Róisín Machine est peuplé d’idées folles, que ce soit ce morceau d’ouverture (composé dès 2012), longue house toute en basses, comme pour nous rappeler l’identité définitivement dancefloor de sa musique, ou encore le rageur « We Got Together », beaucoup plus UK, qui nous emmène dans un vaisseau spatiale lancé à toute vitesse. « Cette chanson est née en live. On a fait durer la fin du morceau et je me suis mis à scander : « We got together ! » Ça n’était pas une façon de dire qu’il fallait se rassembler, mais plutôt que malgré les merdes qui nous sont tombées dessus, nous sommes restés soudés. » Un écho à la crise mondiale actuelle, qui a impacté l’écriture de l’album, et qui l’a poussée à créer des lives confinés depuis chez elle, semblables aux concerts qu’elle donne : faussement sophistiqués, totalement jouissifs.
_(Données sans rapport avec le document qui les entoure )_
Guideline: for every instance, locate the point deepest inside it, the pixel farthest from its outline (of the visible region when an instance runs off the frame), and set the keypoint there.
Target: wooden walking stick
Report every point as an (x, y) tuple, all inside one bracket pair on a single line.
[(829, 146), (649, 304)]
Si la musique électronique de Sheffield est réputée clinique et peu émotive, un peu trop cérébrale pour certains, Róisín Murphy n’est pas de cette espèce. Son nouvel album non plus. Il est d’une superbe décontraction, que ce soit dans les accents funk de « Murphy’s Law » ou dans la disco-house effrénée de « Jealousy ». Il est également une parfaite illustration de cette capacité folle à écrire des chansons qui se dansent la nuit, tard, très tard. Ça a l’air simple dit comme ça, mais ça ne l’est pas. « Cet équilibre, c’est mon truc. C’est ce que j’essaie d’apporter depuis des années. Je dis à ceux qui m’écoutent : “Venez avec moi. Je ne sais pas où je vais, mais allons-y ensemble, on devrait se marrer.” » Bien noté.